Я сидел в молчании – его слова раздражали меня.
– Боюсь, друг мой, – он поднялся, взял белый цветок из вазы на столе и продел его в петлицу, – что мисс Клэр доставит вам немало неприятностей! Писатель-соперник – это плохо, но соперница… Такое едва ли можно стерпеть. Однако вы можете найти утешение в том, что из нее никогда не сделают сенсацию, а вот вы, благодаря нежно взлелеянному мной капризному и высокоморальному МакУингу, станете для прессы уникальным, очаровательным откровением по меньшей мере на месяц, быть может, два – примерно столько в наши дни живут новые литературные звезды первой величины. И все, как одна, падающие! Как пел позабытый бедняга Беранже:
…Звезды, что падают, падают, падают…
И исчезают!
– Кроме Мэйвис Клэр, – сказал я.
– Верно! Кроме Мэйвис Клэр! – И он рассмеялся, чем опять разозлил меня, так как я чувствовал, что смеялся он надо мной. – Она лишь точка в бескрайнем небе – или такой видится – безропотно и безотказно вращается на отведенной ей орбите – но ей никогда не затмить собой блистательного огня вашей падающей звезды, что разгорится по воле МакУинга! Фи, Джеффри! Довольно вам печалиться! Вы завидуете женщине! Стыдитесь – разве она не низшее существо? Разве одного призрака женской славы хватило, чтобы владелец пяти миллионов поверг свой гордый дух в прах? Преодолейте свой странный приступ хандры, Джеффри, и поужинайте со мной!

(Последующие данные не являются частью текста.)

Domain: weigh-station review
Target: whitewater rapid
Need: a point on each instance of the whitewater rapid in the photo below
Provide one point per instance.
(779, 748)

Он вновь рассмеялся, покидая комнату, и вновь я озлился, услышав его смех. Едва он ушел, я поддался низменному, подлому порыву, что возник в моей душе несколько минут назад, уселся за письменный стол и написал редактору одного довольно влиятельного журнала, на которого когда-то работал. Он был в курсе перемены моего положения и моей нынешней влиятельности, и я чувствовал, что он посодействует мне в чем угодно. Письмо мое, помеченное «лично и конфиденциально», содержало просьбу анонимно опубликовать в следующем выпуске его журнала мою разгромную рецензию на «Противоречия», роман Мэйвис Клэр.

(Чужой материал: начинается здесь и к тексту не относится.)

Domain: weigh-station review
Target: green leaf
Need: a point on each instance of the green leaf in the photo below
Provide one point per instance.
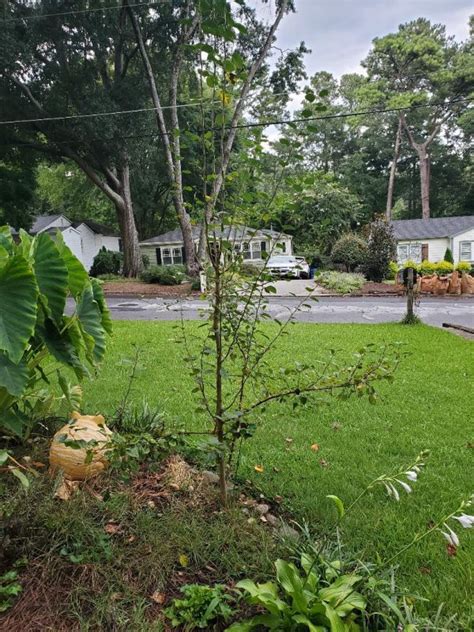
(51, 275)
(13, 377)
(77, 274)
(339, 505)
(18, 299)
(90, 318)
(20, 476)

Я почти не в силах описать лихорадочное, воспаленное, мятущееся состояние своего ума, в котором пребывал в те дни. Мои богатства были незыблемы, но настроение мое стало переменчивым, словно ветер; я и пары часов не мог провести в покое. Я познал все сорта распутства, что были ведомы тогдашним мужчинам, с беспечностью простаков предававшихся пороку лишь потому, что непристойность была в моде и одобрялась обществом. Я отчаянно играл, исключительно из-за того, что азартные игры считались многими из первейших в «высшей десятке» проявлением мужественности и непоколебимости.